Sad to say, the next morning I forgot as well. And this morning I forgot, but I was about to go take my shower and I remembered. So I went back in my room, and asked Heavenly Father to help me at work, and to help me know what portals I should open and which ones I should walk away from.

Here's the weird thing. I saw Dr. Day at work today. Dr. Day was my Intro to Family Processes teacher. Even weirder was... he remembered me. He had two classes with about 200 people in each class. He didn't remember my name, but he said, "You were in my 160 class... afternoon right?" I was a little shocked. But I was glad that I saw him because I've always wanted to thank him. See, his class was the one that helped me finally decide on a major. Especially the part about specializing in children. So I told him my story and thanked him. Then he invited me to do this research opportunity. He talked about it last fall, but I thought I was too young. He told me to email him and we could see about getting me into the 403R class that trains people to do research, and then next summer I would be working in Seattle conducting research. Crazy huh? I think I learned a valuable lesson from this. My Father is waiting patiently to bless me... I just need to ask. I've been receiving his help on important decisions without asking, but there has been so much more he has had to offer. Right now everything has just been working out. But with His plan... things could be amazing. I will try really hard to keep up with the second counselor's challenge. I need it for other reasons too. 

Brother Preble is the counselor who gave me that challenge and he told me two really cool things. 

1. If I knew who I was in the pre-existence then I would never doubt myself here on earth. 
2. This was more of a story. He asked me if I was born in the church. Then he said. 20 years ago 1 in 1000 people were LDS. He said to picture a beautiful room where I was looking out into eternity... waiting to go to earth. In this room with me were 999 other people. All of them were talking about what was going to happen. What is was going to be like to have a body. Then there is a hush. And Christ walks into the room. He looks at every single person. A look that says, "No matter what happens, everything will be ok." Then he comes over to me and says, "You're the one.
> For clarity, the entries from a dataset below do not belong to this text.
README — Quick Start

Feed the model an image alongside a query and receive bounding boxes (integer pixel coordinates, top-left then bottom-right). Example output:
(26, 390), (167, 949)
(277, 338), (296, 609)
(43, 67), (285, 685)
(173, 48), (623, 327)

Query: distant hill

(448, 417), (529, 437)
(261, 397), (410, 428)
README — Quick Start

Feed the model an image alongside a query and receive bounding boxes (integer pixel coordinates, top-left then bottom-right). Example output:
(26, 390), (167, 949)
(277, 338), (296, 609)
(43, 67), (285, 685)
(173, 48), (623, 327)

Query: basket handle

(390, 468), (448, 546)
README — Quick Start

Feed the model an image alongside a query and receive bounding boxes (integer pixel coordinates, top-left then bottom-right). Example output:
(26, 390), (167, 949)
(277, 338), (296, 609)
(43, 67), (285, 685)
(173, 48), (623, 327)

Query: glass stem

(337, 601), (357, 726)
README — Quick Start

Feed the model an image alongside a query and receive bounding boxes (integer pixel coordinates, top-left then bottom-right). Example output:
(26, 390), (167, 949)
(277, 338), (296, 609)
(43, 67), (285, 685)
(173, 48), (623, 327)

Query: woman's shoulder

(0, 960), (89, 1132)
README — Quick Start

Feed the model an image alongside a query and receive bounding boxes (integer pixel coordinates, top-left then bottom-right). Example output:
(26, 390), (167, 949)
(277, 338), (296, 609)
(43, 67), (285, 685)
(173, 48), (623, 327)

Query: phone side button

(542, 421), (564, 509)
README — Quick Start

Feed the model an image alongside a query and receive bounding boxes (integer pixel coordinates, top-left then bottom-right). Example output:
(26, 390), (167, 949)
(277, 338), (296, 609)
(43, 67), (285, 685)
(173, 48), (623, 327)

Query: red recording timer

You are the one who will be born a member of My church." 

I got shivers from that one. I am very lucky to have been born a member, and to have known my whole life the truth about life. That's an amazing blessing. And to whom much is given much is required. 

My blogs have been getting really religious lately... what can I say? But that doesn't bother me. I'm writing about the things that are leaving an impression on me. And if they all happen to be religious then so be it.